Summary:	posix_locks_deadlock() getting stuck in endless loop
Product:	Red Hat Enterprise Linux 3	Reporter:	David Lehman <dlehman>
Component:	kernel	Assignee:	Frank Hirtz <fhirtz>
Status:	CLOSED ERRATA	QA Contact:	Brian Brock <bbrock>
Severity:	high	Docs Contact:
Priority:	medium
Version:	3.0	CC:	petrides, riel, tao
Target Milestone:	---
Target Release:	---
Hardware:	All
OS:	Linux
Whiteboard:
Fixed In Version:		Doc Type:	Bug Fix
Doc Text:		Story Points:	---
Clone Of:		Environment:
Last Closed:	2004-12-20 20:56:56 UTC	Type:	---
Regression:	---	Mount Type:	---
Documentation:	---	CRM:
Verified Versions:		Category:	---
oVirt Team:	---	RHEL 7.3 requirements from Atomic Host:
Cloudforms Team:	---	Target Upstream Version:
Embargoed:

Description David Lehman 2004-11-08 19:32:41 UTC

*** This bug has been split off bug 132540 ***

Description of problem:

posix_locks_deadlock() is getting stuck in an endless loop when 
running samba stress.  This is because samba is using both flocks and 
posix locks, and, when flocks are blocked, they are added to the 
blocked_list without first checking for possible deadlocks with the 
function posix_locks_deadlock()--whereas all posix lock requests are 
checked for possible deadlocks *before* they are added to 
blocked_list.

When there is a circular dependency in blocked_list, 
posix_locks_deadlock gets stuck in that circle.

The fix is to not add flock requests to blocked_list when they are 
blocked.  blocked_list is only used to check for possible deadlocks, 
which should only be done for posix locks.  Here's a patch:


--- locks.c.orig	2004-09-14 11:12:26.000000000 -0500
+++ locks.c	2004-09-14 11:13:32.000000000 -0500
@@ -459,7 +459,8 @@ static void locks_insert_block(struct fi
 	}
 	list_add_tail(&waiter->fl_block, &blocker->fl_block);
 	waiter->fl_next = blocker;
-	list_add(&waiter->fl_link, &blocked_list);
+	if (IS_POSIX(blocker))
+		list_add(&waiter->fl_link, &blocked_list);
 }
 
 /* Wake up processes blocked waiting for blocker.

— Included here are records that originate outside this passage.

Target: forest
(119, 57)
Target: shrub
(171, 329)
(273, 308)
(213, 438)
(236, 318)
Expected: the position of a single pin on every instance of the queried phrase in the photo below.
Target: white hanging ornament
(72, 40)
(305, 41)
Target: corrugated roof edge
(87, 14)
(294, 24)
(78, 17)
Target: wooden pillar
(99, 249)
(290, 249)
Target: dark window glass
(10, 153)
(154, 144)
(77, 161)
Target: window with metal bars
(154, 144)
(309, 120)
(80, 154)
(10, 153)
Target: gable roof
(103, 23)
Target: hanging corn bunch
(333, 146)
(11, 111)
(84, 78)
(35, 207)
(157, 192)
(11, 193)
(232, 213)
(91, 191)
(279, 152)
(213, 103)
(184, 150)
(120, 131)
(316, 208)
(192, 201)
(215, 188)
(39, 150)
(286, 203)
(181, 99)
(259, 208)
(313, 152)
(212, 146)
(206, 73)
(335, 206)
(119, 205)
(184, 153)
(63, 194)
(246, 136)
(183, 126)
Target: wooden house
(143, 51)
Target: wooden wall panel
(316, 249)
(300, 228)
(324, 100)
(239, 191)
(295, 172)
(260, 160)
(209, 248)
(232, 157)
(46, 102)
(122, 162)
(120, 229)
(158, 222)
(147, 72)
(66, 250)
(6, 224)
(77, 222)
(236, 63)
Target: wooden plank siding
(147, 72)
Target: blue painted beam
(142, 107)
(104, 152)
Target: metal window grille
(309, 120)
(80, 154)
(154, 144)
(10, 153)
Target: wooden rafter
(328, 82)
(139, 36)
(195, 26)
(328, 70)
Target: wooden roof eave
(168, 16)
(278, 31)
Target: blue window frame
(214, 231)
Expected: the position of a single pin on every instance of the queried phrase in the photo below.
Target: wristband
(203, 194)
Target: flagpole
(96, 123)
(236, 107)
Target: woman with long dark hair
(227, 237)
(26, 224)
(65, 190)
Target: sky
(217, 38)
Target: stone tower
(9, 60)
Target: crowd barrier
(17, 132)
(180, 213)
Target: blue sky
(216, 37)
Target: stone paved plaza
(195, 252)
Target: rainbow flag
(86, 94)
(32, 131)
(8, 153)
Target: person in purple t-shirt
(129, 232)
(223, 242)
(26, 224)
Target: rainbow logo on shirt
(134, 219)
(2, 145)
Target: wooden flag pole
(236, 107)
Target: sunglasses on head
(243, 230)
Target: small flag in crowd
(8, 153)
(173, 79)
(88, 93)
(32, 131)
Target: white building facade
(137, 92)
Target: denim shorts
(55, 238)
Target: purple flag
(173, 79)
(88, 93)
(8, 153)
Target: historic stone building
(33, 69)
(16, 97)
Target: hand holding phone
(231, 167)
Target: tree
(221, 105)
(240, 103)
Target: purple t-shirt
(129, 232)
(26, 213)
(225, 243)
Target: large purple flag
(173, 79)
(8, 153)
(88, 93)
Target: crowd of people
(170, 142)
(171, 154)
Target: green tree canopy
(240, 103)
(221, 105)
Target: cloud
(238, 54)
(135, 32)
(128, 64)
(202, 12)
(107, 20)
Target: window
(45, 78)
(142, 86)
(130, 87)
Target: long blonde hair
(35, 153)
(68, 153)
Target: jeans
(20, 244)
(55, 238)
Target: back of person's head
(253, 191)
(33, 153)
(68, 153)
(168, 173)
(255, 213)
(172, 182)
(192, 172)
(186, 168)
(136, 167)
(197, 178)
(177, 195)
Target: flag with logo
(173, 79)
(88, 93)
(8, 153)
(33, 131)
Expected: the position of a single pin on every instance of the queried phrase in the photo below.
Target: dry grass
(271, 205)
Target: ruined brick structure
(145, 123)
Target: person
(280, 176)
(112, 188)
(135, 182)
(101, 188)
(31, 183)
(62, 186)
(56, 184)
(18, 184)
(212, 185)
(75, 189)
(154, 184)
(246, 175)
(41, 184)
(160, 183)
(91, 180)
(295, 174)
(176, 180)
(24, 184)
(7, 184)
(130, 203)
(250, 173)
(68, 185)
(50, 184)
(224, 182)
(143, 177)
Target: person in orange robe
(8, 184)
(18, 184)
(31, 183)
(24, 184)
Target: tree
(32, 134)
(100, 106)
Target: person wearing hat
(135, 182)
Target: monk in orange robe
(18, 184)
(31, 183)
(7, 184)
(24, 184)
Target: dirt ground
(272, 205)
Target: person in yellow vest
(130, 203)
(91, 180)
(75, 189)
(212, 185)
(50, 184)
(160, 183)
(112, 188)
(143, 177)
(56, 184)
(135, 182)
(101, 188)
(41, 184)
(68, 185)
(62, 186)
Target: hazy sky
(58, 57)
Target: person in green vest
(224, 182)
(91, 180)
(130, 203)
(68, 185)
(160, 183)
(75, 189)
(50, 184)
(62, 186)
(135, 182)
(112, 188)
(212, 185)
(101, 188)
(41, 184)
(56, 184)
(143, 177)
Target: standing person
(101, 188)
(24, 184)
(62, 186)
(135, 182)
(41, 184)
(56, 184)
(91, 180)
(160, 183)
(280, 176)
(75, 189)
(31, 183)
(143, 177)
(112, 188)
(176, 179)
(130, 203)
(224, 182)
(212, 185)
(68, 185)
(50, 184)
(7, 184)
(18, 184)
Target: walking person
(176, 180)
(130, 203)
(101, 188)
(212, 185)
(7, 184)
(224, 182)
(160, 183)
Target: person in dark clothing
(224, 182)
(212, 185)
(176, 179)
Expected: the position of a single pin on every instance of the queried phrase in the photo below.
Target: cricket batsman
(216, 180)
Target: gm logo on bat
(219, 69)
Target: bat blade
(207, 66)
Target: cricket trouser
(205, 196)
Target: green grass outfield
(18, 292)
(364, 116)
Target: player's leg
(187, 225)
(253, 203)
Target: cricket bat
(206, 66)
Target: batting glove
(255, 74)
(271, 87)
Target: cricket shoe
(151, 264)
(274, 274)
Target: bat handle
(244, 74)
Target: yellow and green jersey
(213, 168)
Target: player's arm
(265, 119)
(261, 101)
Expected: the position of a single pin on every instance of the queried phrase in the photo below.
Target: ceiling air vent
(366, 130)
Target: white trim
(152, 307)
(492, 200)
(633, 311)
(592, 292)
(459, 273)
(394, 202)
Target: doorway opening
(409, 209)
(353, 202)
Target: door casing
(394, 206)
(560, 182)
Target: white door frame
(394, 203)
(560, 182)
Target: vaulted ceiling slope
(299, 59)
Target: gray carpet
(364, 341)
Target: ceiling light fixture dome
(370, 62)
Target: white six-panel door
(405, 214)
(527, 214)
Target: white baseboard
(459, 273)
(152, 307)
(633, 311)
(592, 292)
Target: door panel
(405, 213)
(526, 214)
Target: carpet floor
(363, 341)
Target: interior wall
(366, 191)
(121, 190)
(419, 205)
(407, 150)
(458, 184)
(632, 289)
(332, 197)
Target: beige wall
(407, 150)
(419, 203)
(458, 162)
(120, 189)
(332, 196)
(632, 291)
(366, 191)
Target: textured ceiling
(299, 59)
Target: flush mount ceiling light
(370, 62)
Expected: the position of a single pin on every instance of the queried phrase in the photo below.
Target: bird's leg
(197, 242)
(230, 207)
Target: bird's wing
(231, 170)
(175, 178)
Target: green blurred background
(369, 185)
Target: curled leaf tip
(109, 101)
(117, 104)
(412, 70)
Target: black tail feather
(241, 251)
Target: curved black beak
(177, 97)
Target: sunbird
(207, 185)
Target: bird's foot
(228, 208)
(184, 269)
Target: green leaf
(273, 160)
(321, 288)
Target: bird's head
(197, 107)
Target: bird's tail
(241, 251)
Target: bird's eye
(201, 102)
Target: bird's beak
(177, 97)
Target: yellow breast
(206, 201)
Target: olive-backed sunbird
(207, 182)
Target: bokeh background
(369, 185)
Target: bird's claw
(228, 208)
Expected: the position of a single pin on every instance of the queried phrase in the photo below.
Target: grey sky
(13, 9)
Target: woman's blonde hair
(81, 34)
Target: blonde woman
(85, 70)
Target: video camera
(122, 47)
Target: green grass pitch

Version-Release number of selected component (if applicable):
2.6.7-1.451.2.3

How reproducible:
reproducible every time with the right setup, but it's hard to get 
the right setup.

Steps to Reproduce:

1.connect a SCSI drive and a USB hard drive to a server
2.share the SCSI drive, the USB drive, and a RAM drive with samba
3.connect 30 clients to the server, make each run 3 threads of 
network stress--one to each of the three samba shares
4.system fails in an hour or so  

Actual results:

system hangs, but SysRq is generally still functional.  SysRq shows 
that one task is stuck in posix_locks_deadlock(), while others are 
waiting for the big kernel lock that is held by posix_locks_deadlock
().


Expected results:

system should continue to run without problems.

Additional info:

------- Additional comment by Jason Baron on 2004.10.21 14:48 -------

this patch is included the lattest beta of rhel4.

Comment 2 Rik van Riel 2004-11-08 19:40:37 UTC

Why are you reporting a RHEL3 bug for kernel 2.6.7-1.451.2.3 ?

Comment 3 David Lehman 2004-11-08 19:47:58 UTC

My mistake. 

This bug was reported against kernel-2.4.21-20.EL.

Comment 6 Ernie Petrides 2004-11-08 19:56:06 UTC

This problem was already fixed in U4 (on 22-Sep-2004 in kernel
version 2.4.21-20.10.EL).  Please verify fix in current U4 beta.

Comment 7 John Flanagan 2004-12-20 20:56:56 UTC

An errata has been issued which should help the problem 
described in this bug report. This report is therefore being 
closed with a resolution of ERRATA. For more information
on the solution and/or where to find the updated files, 
please follow the link below. You may reopen this bug report 
if the solution does not work for you.

http://rhn.redhat.com/errata/RHBA-2004-550.html